3, "Going native" will happen probably on PHP server side, as Facebook's HipHop will get more traction and most of it's bugs will be fixed. No other platforms will likely get this path. Node.JS a Google JavaScript server side projects will get more traction for somewhat more complex server side part.
4. Google Go will be hit and still miss. Language sugar is not enough to change the world, just making interfaces minimalist will mean that some people may use it, still will not give to it momentum. As it have just C like integration, have no advantage to Java, C#, or Delphi on that matter.

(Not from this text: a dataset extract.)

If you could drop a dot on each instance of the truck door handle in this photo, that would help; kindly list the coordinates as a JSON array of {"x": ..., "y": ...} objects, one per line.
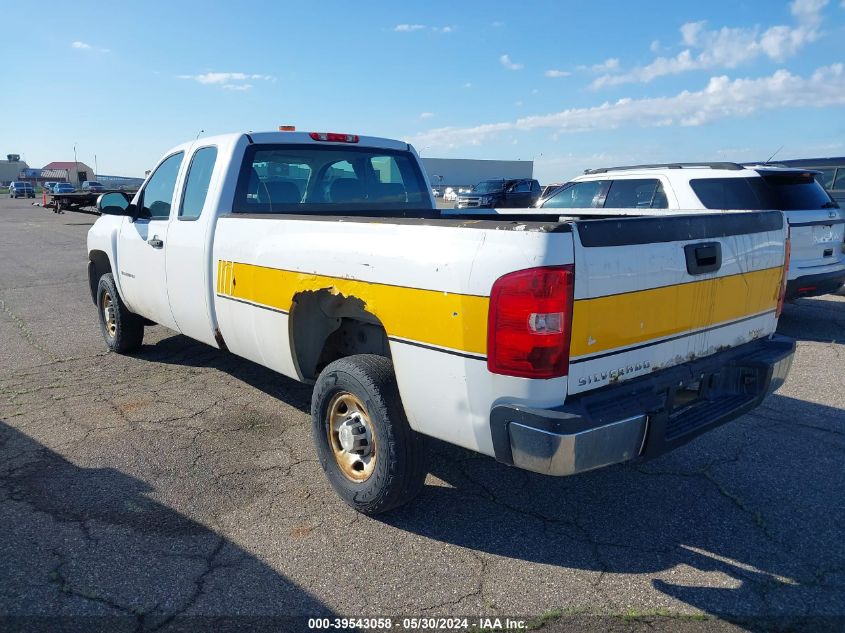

5. A lot of Free to play game will appear. Browser based may use flash and integrated socially. Native ones will be free to play like MMORPG or so. The baseline will be connected and to one level social. The business model will change for a lot of games
6. (Your reviewer have just one biased prediction and is somewhat related with my project, but will happen your reviewer think for a lot of projects:) The tendency will be for people to integrate higher level platforms on top of old codebases. GCC is necessary for most people, sometimes reflection, a good code completion also helps. What your reviewer mean with this is that many giant applications will offer higher level platform interoperation: OpenOffice may rewrite some of the dialogs using Java or Qt (this will be a 2012 prediction) to make the messy code to go away. Your reviewer predict this because your reviewer work on a fairly complex logic app. This application if was written in C++ was much less advanced than the C# today codebase. Your reviewer really think that similar codebase would require much bigger team and much more extensive tooling but with a lower market price.
(1) Michael Rozlog Blog.
http://blogs.embarcadero.com/michaelrozlog/
(2) Idioms.
http://www.phrases.org.uk/meanings/preaching-to-the-choir.html
(3) Box2D. Chris Benson's blog.
http://chrisbensen.blogspot.com/2011/01/delphi-box2d.html
(4) JBuilder 2008 review. TheRegister.
http://www.theregister.co.uk/2008/04/28/jbuilder_2008_review_rough_edges/
(5) HipHop. FaceBook.
https://github.com/facebook/hiphop-php/wiki/
(6) Cliff Click's Blog.
http://www.azulsystems.com/blog/
(7) Miguel de Icaza Blog.
http://tirania.org/blog/
(8) David Mandelin's blog. CranShaft.